CassandraTombstoneDump #
Cassandra tombstone dump - {{ $labels.cassandra_cluster }}
Alert Rule
alert: CassandraTombstoneDump
annotations:
description: |-
Cassandra tombstone dump - {{ $labels.cassandra_cluster }}
VALUE = {{ $value }}
LABELS = {{ $labels }}
runbook: https://srerun.github.io/prometheus-alerts/runbooks/instaclustr-cassandra-exporter/cassandratombstonedump/
summary: Cassandra tombstone dump (instance {{ $labels.instance }})
expr: avg(cassandra_table_tombstones_scanned{quantile="0.99"}) by (instance,cassandra_cluster,keyspace)
> 100
for: 2m
labels:
severity: critical
Here is a sample runbook for the CassandraTombstoneDump alert:
Meaning #
The CassandraTombstoneDump alert is triggered when the 99th percentile of Cassandra table tombstones scanned exceeds 100 per instance, cluster, and keyspace.
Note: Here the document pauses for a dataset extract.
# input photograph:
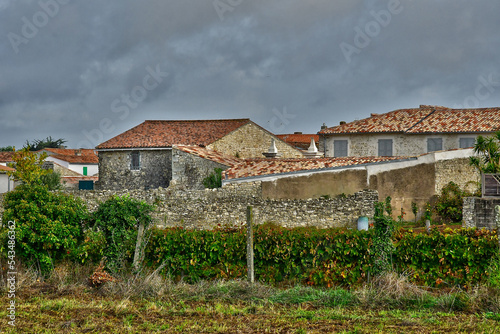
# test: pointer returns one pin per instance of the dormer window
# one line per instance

This indicates that Cassandra is experiencing high tombstone dumping, which can lead to performance issues and increased latency.
Impact #
High tombstone dumping can cause:
- Increased memory usage and garbage collection pauses
- Slower query performance and increased latency
- Higher disk usage due to bloom filter and index creation
- Potential for Cassandra node crashes or failures
Diagnosis #
To diagnose the issue, follow these steps:
- Check the Cassandra node logs for errors or warnings related to tombstone dumping.
- Verify the Cassandra configuration to ensure that the tombstone threshold is set correctly.
- Check the Cassandra metrics to identify the specific tables and keyspaces experiencing high tombstone dumping.
- Run the
nodetool
command to inspect the Cassandra node’s tombstone statistics.
Mitigation #
To mitigate the issue, follow these steps:
- Increase the Cassandra node’s heap size to accommodate increased memory usage.
- Adjust the Cassandra configuration to optimize tombstone collection and removal.
- Run the
nodetool compact
command to compact the Cassandra data files and remove tombstones. - Consider adding more Cassandra nodes to the cluster to distribute the load and reduce tombstone dumping.
- Monitor the Cassandra metrics and adjust the configuration as needed to prevent future tombstone dumping issues.
Note: This is just a sample runbook, and the specific diagnosis and mitigation steps may vary depending on your Cassandra environment and configuration.